I never found it useful to rely too much on Marx, because so many others  delved more deeply into our recent past:  Nobelist Frederick Soddy, Georgescu-Roegen  and his brilliant student, Herman Daly, Arne Naess and Thomas Berry ( both of whom I have had the honor of doing dialogues), all the feminist theorists, and of course, E.F. Schumacher, who got to the heart of it all:  abstraction, particularly in finance, can become evil:  if it’s too big to fail, break it up and decentralize markets to their village and ecosystem level.   Get rid of economics and all its  powerful but false abstractions, or as I always say  to my Silicon Valley friends : “Have you tried  driving your car on a virtual gallon of gas?”

The world is now rapidly moving out of the corrupted money circuits into pure information-based trading  (craigslist, freecycle, prosper, zopa , etc.)  and the new  KWH currencies based on kilowatt hours (Evolution of Money Systems).  We see  at last how money is created out of thin air  and how central banks’ “quantitative easing”  prints  money for their allies in the  old banking centers.  Our current TV special on PBS stations is all about the politics of money – creation and credit allocation.  This is why Ron Paul, Barney Frank, Bernie Sanders, Dennis Kucinich, Maria Cantwell and Susan Collins are getting onto the same page!  Eric Schmidt understands this better than Larry Summers and Tim Geithner!  (see diagram 3).

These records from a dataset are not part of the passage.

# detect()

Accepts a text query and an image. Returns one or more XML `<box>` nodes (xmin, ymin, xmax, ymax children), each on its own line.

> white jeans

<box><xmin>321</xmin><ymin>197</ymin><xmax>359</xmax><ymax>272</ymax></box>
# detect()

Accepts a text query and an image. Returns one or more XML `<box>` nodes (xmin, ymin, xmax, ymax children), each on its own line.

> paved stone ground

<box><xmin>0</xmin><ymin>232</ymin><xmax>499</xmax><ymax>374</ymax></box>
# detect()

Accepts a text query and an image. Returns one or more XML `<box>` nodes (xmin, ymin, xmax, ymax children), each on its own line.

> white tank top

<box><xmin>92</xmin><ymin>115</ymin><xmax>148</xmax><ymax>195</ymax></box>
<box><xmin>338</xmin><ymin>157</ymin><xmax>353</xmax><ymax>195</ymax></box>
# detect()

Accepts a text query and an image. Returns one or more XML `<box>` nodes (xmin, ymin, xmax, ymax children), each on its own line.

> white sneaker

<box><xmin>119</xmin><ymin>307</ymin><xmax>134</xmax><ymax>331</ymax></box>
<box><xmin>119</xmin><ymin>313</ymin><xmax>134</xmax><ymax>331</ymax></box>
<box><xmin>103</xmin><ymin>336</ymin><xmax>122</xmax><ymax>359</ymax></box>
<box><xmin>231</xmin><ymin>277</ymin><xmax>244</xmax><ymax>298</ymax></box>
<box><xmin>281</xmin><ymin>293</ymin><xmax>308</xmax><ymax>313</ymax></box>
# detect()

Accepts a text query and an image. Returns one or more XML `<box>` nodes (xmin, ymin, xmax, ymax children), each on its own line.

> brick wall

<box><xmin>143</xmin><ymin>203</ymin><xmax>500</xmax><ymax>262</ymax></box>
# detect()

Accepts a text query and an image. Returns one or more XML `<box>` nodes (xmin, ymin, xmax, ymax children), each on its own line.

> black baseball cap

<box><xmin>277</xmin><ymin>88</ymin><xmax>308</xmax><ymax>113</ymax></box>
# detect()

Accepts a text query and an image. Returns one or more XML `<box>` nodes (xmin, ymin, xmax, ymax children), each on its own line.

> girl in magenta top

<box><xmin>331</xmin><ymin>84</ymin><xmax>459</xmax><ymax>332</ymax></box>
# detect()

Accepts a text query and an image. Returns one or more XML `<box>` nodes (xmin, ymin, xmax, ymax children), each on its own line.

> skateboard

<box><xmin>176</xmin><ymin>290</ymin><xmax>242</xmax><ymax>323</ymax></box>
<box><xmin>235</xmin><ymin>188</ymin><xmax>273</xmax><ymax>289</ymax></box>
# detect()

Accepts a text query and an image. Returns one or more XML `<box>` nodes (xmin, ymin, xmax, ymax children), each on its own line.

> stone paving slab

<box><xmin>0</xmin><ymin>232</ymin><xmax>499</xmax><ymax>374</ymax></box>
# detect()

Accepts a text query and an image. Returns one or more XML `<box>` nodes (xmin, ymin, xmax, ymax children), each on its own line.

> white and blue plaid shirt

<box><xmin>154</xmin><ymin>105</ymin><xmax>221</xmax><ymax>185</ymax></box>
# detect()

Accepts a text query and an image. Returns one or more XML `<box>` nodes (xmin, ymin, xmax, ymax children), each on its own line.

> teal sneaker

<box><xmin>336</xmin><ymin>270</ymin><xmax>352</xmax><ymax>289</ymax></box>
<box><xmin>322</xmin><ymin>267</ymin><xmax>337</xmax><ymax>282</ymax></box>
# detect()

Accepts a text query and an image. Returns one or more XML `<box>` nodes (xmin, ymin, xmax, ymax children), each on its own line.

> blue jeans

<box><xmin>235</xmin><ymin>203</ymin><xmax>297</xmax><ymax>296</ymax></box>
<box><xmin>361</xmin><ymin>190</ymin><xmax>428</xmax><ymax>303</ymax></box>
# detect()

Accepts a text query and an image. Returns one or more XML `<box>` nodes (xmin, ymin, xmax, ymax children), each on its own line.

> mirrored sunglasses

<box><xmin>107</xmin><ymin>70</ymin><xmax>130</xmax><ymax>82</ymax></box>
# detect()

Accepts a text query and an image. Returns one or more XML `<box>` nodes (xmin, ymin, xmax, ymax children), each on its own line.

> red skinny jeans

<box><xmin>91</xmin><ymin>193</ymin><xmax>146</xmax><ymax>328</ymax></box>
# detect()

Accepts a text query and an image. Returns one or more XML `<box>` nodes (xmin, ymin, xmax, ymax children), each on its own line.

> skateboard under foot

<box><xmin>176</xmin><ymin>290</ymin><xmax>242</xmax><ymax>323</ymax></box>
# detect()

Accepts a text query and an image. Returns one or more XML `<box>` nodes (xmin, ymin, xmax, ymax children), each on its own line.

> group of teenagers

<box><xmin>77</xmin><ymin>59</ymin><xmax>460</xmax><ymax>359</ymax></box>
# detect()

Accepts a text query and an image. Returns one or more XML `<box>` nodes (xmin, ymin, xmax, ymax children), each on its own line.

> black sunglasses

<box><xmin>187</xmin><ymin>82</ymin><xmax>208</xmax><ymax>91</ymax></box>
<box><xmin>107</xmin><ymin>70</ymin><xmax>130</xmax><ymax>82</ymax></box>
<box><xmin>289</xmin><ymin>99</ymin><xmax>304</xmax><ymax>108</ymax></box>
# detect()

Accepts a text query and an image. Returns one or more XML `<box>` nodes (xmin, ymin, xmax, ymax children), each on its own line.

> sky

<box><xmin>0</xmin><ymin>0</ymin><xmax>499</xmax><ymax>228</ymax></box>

Markets, at the human scale and local livelihood level  are not primarily conducted in cash, but in barter and mutual aid and exchange. (see diagram 1  Two Ways of Transacting).    The official  money-denominated half  is the GDP . The equally large Love Economy, is also the info-sharing, cooperative half, Don Tapscott described in Wikinomics, and Yoichi Benkler in The Wealth of Networks.  So we are back to the proper role of money, as useful invention  to track and keep score of our interactions,  not “wealth”  (see our  Money as Debt and The Money Fix at www.EthicalMarkets.tv).   Wealth lies in the real world: ecosystem assets and the wealth of human creativity and  work  (becoming more valuable as our consciousness expands).

Here we see what  I, my dear friends Matt Kiernan,  Pavan Sukhdev, Maurice Strong , Alice Tepper Marlin, Amy Domini, Susan Davis, the late Joan Bavaria who founded CERES,  and others  have been  trying to do with crafting various messages to reach financiers and re-educate economists. Allan Savory has created a deeper teaching tool with his work.  We must engage the old financial sectors trying to dominate the globe with whatever messaging we can devise to get their attention.  Then we try to play judo with their money systems!  We must create “dashboard” quality-of-life indicators to replace single discipline GDP abstractions.  We must go on creating new accounting as GRI  and all  of you are doing .  It’s all about  education, raising awareness, challenging ego and power models  and replacing them with resilient  models that conform to natural systems, the primary reality for us humans!

This will now be part of our debates on  TRANSFORMING FINANCE   here August 29-Sept 1st, 2010.   We can move some of the earnest, sincere efforts to reform finance by many wonderful writers: Simon Johnson, Paul Woolley, Laurance Kotlikoff, et al and move in the direction of Ellen Brown, Susan Witt, Ann Pettifor, and other “outside the box”  approaches!   A really great opportunity to expand all our consciousnesses!